CELESIRIA (Καίλη Συρία = « Siria cava »). - Nome dato dai Greci, dopo la conquista di Alessandro Magno, alla regione compresa tra il Libano e l'Antilibano. Attualmente è chiamata dagli arabi el-Beqa' («la valle»). In Giosuè (11, 17; 12, 7) si parla d'una valle o pianura del Libano (Biq'ath hal-Lēbhānōn), che sembra corrispondere alla C. intesa in senso stretto. Nella zona di Ba'albek, ca. 1176 m. sul mare, hanno origine i fiumi Nahr el-'Asī (Oronte) e Nahr el-Liṭānī (Leonte), che percorrono la C. rispettivamente verso nord-est e verso sud-ovest.

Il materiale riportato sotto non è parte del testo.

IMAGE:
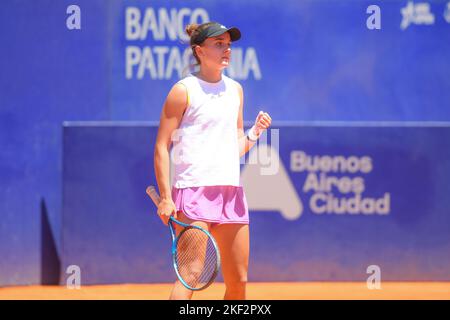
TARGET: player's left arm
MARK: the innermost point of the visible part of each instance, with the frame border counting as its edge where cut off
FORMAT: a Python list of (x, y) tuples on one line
[(262, 122)]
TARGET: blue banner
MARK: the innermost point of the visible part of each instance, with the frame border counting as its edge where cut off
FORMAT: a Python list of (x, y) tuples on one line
[(326, 203)]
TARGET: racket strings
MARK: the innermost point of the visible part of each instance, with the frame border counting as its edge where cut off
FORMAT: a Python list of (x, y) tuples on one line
[(196, 258)]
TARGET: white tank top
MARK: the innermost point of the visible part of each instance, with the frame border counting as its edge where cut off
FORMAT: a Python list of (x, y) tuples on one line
[(205, 149)]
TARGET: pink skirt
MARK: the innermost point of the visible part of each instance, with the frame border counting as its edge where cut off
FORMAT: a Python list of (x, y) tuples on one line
[(216, 204)]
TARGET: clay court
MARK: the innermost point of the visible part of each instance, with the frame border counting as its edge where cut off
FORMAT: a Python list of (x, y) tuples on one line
[(255, 291)]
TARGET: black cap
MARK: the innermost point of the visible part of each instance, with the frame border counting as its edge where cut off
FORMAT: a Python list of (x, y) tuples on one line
[(215, 29)]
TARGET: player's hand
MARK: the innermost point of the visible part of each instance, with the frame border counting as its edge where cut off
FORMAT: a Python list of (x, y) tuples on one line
[(262, 122), (166, 209)]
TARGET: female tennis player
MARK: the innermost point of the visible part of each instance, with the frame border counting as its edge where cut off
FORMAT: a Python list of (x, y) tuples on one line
[(202, 120)]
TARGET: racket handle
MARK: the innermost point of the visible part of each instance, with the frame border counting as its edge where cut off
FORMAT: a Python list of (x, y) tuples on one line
[(151, 191)]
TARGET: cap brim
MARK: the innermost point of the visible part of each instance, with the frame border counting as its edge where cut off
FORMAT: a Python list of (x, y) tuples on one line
[(235, 33)]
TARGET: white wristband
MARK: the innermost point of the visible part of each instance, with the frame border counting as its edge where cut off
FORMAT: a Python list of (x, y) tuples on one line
[(251, 135)]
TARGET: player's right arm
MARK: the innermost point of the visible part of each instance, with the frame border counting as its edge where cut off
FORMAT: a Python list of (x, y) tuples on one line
[(171, 114)]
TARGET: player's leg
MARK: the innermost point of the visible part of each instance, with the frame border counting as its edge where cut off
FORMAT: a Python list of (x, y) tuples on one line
[(179, 291), (233, 242)]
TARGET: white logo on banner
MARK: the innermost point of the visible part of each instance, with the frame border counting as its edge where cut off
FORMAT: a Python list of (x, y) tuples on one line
[(374, 20), (162, 61), (416, 13), (333, 192), (73, 22), (270, 192), (333, 184)]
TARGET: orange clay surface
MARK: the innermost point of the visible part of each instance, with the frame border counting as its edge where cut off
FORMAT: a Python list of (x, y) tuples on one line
[(255, 291)]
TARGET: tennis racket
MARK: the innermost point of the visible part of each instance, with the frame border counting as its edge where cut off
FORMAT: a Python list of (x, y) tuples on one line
[(195, 254)]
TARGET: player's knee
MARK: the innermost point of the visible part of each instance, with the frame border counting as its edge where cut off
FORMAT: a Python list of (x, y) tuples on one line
[(237, 283)]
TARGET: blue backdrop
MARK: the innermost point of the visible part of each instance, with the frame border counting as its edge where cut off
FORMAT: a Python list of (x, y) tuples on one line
[(298, 60)]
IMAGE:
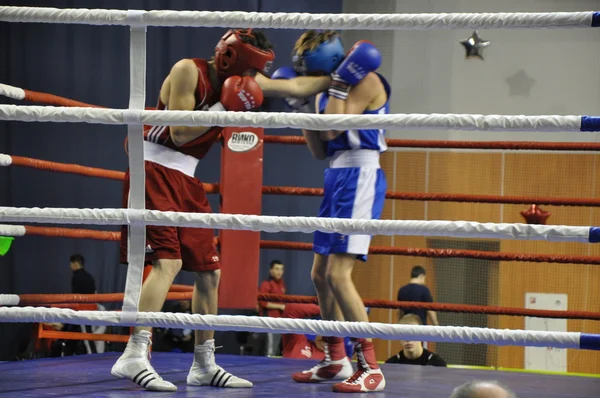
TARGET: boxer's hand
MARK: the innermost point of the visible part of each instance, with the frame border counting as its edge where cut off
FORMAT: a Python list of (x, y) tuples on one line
[(241, 94), (295, 104), (362, 59)]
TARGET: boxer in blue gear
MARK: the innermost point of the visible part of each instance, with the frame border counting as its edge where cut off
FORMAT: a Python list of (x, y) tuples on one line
[(354, 187)]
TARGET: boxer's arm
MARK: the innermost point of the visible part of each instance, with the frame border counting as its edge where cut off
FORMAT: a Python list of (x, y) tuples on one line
[(315, 144), (301, 86), (359, 99), (182, 97)]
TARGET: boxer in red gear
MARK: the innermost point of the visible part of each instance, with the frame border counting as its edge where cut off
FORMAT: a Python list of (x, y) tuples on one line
[(171, 156), (230, 81)]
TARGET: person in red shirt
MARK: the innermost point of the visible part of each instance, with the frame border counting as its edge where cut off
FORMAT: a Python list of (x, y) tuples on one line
[(231, 80), (300, 345), (273, 285), (303, 346)]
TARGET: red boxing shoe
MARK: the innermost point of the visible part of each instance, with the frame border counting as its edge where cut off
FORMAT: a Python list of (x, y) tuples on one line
[(368, 377), (335, 366)]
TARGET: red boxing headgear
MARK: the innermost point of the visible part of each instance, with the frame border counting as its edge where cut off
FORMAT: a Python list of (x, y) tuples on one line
[(233, 57)]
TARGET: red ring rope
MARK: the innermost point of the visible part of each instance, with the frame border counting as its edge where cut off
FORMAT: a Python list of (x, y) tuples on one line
[(472, 309), (272, 190), (385, 250), (447, 253), (508, 145), (47, 299)]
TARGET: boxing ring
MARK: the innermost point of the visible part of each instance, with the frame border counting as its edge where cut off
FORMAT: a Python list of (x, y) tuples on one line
[(90, 375)]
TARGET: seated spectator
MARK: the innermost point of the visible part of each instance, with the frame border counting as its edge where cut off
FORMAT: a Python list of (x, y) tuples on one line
[(274, 284), (301, 346), (412, 352), (416, 290)]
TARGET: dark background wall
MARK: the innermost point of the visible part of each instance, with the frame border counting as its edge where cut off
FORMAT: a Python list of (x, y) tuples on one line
[(91, 64)]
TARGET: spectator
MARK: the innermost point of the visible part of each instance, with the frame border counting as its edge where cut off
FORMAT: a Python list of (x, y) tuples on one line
[(482, 389), (301, 346), (273, 285), (412, 352), (81, 283), (416, 290)]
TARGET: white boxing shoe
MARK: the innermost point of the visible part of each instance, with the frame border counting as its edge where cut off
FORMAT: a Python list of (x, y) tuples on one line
[(205, 372), (135, 366)]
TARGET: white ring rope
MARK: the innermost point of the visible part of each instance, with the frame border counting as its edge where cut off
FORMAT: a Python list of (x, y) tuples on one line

Questa regione fu oggetto di aspre contese fra i Seleucidi di Siria e i Tolomei d'Egitto. Quando Antioco III, per appianare le discordie, concesse la figlia Cleopatra in moglie al re d'Egitto Tolomeo V Epifane, gli Egiziani pretese che quella portasse in dote la C. e le regioni vicine (Giudea, Samaria, Fenicia). Da quando i Tolomei divennero padroni della maggior parte della Siria (192 a. C.), il nome di C. fu esteso anche a quelle regioni meridionali. Però nei libri dei Maccabei la C. sembra sempre distinta dalla Fenicia (I Mach. 10, 69; II Mach. 3, 5-8; 4, 4; 8, 8; 10, 11).
Dopo la conquista romana (64 a. C.), la Fenicia e la Samaria furono separate dalla C., alla quale appartenevano ancora l'Iruca, la Traconitide, la Damascena e la Decapoli.